Dejé escapar una risita nerviosa y me tomé un bocado de tarta, tratando de disimular el terror que me estaba empezando a reptar por las venas.

– Luba, de verdad, no puedes creer que ella quiera el alma de Dimitri. Ya sé que es perversa, pero no es el demonio.

Luba dejó caer el tenedor en su plato.

– Anya, ¿sabes qué tipo de mujer es? Quiero decir, ¿lo sabes realmente? Amelia llegó a China en compañía de un traficante de opio. Cuando una banda de la mafia china lo asesinó, comenzó a perseguir a un joven banquero estadounidense cuya mujer y dos hijos todavía estaban en Nueva York. Él trató de alejarla de su vida, así que ella le escribió una carta llena de mentiras a su mujer. La joven esposa llenó la bañera de agua caliente y se cortó las venas.

El ácido dulzor de la tarta se me volvió amargo en la boca. Recordé mi primera noche en el Moscú-Shanghái y lo que había dicho una de las esposas de los capitanes sobre que Amelia había arruinado la vida de un buen hombre.

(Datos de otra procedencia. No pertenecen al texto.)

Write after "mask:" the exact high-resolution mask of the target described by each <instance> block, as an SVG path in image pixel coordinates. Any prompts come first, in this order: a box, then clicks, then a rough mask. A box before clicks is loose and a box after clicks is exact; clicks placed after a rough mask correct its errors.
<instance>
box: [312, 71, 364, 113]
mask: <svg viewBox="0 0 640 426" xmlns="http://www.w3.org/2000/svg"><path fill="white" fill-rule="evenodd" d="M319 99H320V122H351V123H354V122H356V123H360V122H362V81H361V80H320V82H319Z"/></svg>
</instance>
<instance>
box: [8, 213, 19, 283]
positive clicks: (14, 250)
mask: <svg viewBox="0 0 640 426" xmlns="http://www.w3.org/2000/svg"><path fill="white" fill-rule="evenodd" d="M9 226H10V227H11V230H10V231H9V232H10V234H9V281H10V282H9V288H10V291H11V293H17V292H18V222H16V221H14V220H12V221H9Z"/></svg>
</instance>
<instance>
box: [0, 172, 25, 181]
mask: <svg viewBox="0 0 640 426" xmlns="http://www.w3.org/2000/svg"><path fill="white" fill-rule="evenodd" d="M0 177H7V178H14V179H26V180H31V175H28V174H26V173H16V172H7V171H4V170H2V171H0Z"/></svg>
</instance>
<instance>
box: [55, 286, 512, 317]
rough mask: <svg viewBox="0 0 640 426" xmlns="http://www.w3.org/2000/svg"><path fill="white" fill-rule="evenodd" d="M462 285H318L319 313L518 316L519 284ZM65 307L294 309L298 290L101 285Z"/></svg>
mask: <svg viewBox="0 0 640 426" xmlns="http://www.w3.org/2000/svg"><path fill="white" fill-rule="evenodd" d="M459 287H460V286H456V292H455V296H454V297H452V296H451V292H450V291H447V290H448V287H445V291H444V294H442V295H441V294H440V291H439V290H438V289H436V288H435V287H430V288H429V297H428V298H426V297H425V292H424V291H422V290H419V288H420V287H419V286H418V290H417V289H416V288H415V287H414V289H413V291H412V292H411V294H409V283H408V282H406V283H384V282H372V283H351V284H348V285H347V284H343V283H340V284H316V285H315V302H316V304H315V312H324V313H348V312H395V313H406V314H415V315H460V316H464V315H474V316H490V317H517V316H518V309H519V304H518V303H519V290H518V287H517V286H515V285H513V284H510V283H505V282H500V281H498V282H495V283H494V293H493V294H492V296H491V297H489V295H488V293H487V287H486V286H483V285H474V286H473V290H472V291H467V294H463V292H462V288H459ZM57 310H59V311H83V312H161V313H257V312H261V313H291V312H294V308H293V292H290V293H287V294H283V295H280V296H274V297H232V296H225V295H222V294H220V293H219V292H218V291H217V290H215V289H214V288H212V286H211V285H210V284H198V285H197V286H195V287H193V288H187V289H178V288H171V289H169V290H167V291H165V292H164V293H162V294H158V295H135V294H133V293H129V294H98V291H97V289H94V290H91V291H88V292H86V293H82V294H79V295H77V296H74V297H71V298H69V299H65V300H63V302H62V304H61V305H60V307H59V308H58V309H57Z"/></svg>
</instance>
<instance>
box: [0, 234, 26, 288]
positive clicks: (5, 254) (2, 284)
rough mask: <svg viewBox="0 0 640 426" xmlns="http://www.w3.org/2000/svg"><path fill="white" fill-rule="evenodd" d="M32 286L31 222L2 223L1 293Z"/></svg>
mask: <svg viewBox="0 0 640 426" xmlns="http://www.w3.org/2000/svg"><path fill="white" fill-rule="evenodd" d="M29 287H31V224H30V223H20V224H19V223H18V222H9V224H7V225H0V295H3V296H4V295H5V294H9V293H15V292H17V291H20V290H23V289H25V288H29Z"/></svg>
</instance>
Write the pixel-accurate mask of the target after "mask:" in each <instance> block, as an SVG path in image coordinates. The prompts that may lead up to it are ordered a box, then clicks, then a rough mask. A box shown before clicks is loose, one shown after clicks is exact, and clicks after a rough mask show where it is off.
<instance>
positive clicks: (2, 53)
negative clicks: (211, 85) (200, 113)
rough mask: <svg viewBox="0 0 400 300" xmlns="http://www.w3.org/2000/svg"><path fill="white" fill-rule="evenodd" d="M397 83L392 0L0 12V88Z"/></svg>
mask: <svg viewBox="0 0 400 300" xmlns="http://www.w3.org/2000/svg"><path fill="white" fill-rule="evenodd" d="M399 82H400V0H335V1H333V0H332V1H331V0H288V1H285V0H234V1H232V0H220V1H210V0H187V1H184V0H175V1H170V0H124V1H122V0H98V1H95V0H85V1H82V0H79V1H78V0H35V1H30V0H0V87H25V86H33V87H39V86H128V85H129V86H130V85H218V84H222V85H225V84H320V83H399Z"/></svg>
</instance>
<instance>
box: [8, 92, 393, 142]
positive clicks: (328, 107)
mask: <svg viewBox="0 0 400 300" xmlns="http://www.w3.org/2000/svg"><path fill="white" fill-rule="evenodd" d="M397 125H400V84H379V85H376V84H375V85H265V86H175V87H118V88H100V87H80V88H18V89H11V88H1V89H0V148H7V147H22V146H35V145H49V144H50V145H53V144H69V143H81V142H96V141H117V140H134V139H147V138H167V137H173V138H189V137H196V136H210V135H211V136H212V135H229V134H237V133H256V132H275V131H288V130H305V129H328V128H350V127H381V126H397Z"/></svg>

– Luba, me estás asustando -le dije-. Por favor, dime sobre qué estás tratando de advertirme.

Una sombra pareció pasar por la habitación. Se me puso la espalda rígida. Luba tiritó, como si hubiera sentido también la sombra.

– Es capaz de cualquier cosa. No me creo que Serguéi tuviera un ataque al corazón. Lo que creo es que ella lo envenenó.

Dejé caer la servilleta sobre la mesa y me levanté, mirando en dirección al aseo de señoras.

– Discúlpame -le dije, luchando contra las manchas negras que me enturbiaban la mirada.

Luba me agarró de la muñeca y me obligó a sentarme de nuevo.

– Anya, ya no eres una niña. Serguéi ya no está aquí para cuidar de ti, debes afrontar la realidad. Debes deshacerte de esa mujer. Es una víbora al acecho, y está esperando el momento para engulliros de un solo bocado.